The very funny web site Go Fug Yourself, which tackles red-carpet fashion adventures and has entire categories for things like formal shorts and feathers, used to have a sidebar that included some of the more negative comments its writers, Heather Cocks and Jessica Morgan*, had received. One in particular used to make me laugh every single time I read it. It said, as I recall, "Your tiny black hearts must be made of tar."
But the thing that's made the site so successful is precisely that they do not have tiny black hearts made of tar — there's a fundamental humaneness behind all the teasing. That's why they love to salute great outfits as well as bad ones, and it's why they use mostly red-carpet photos, as opposed to people caught looking their worst on the way to the CVS to medicate a sinus infection, because who wants to live in that world?
That same delightful mix of the barbed and the beautiful shows up in the new YA novel Spoiled, also written by the "Fug Girls" (as they are known). The setup is pure Dynasty (and I think they'd take that as a compliment): Regular girl Molly Dix's mother dies, and she's sent to live with the father she's never known, who turns out to be Hollywood superstar actor Brick Berlin — who already has a thoroughly Hollywood-ized teenage daughter named Brooke. All of this, I stress, is superficially silly on purpose. It's not an accident when you name a guy "Brick."
Brooke has always been able to wrap her dad around her little finger (her mother is absent as well), and Molly represents a very unwelcome intrusion on her wealthy little world.
So it's the story of a regular kid plunged into Hollywood and the world of the paparazzi, and it's the story of two girls with separate struggles relating to their dad, and it's the story of sisters figuring out how to get along. What it isn't, very refreshingly, is dating-obsessed: There are a couple of boys in it, but they're mostly beside the point.
From a story perspective, it's pretty straightforward but high-quality young adult fiction. The overall arc of the tale isn't unexpected — it bends toward reconciliation and the valuing of important personal relationships, as it should.
But the execution is where the book shines. It's a wicked satire of Hollywood and its aggressive tendency to be appalling, where one kid can be named "Arugula" and another may or may not have been named "Spalding" after having her father sell naming rights to the tennis-ball company. Every fictional project — Brick's movie Avalanche!, for instance, or a potential Howie Mandel biopic called No Deal — is just true enough to feel right, but just weird enough to be funny.
And throughout, the authors show the same ability they've displayed on their site to write a joke, a quality that's often sorely missing from novels that are supposed to be funny but can't get past "wry," which is good but different.

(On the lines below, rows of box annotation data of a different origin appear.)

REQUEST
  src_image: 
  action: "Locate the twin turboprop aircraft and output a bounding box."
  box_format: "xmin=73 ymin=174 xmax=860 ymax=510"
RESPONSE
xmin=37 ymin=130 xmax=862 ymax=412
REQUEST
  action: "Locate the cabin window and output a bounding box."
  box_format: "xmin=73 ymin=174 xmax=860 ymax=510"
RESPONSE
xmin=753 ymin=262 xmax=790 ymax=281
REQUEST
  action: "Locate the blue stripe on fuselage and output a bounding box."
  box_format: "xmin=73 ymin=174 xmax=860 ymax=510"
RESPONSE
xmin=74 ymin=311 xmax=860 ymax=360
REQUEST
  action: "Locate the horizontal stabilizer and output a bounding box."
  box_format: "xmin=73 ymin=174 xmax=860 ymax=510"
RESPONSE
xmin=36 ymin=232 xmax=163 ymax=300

Consider this question Brooke asks herself when her father doesn't understand what a trial Molly's arrival will be for her: "How could a guy who'd given himself Lasik as an Arbor Day present be so blind?" There's a lot of joke there: he (1) gave himself; (2) Lasik; (3) as a gift; (4) for Arbor Day, which (5) she connects to the metaphorical blindness of someone who doesn't understand. Spoiled is full of lines like that — things that are just fun, funny, well-crafted pieces of writing.
Like a lot of books that are designed for younger audiences, this one certainly has plenty of goodies buried in it for adults who choose to read it — if you're 14, there's a good chance you don't know why it's funny that the fake name "Ms. Chanandler Bong" is used, but if you watched Friends, there's a good chance you do. But even more of the laughs are just plain old broad-appeal good stuff, like a brief mention of the fact that "one of the Real Housewives Of Santa Fe threw her pottery wheel at a photographer." There aren't any RHOSF, of course, but there certainly could be, and ... that's about what you might expect them to do.
Spoiled isn't just great summer reading for young audiences; it's great summer reading for anyone. It's warm, it's smart, it's very funny, and it holds tightly to the philosophy that young readers may have slightly different thematic appetites than adults do — especially when they're aiming to be entertained — but that's no excuse to slack off on the quality of the writing or especially the comedy.
*Full disclosure: I know Heather and Jessica a little; we all recapped at Television Without Pity at the same time a few years back. I believe I met them in Vegas once or twice. But if I wrote nice things about the work of everyone I've met in Vegas, well — THAT'S A JOKE.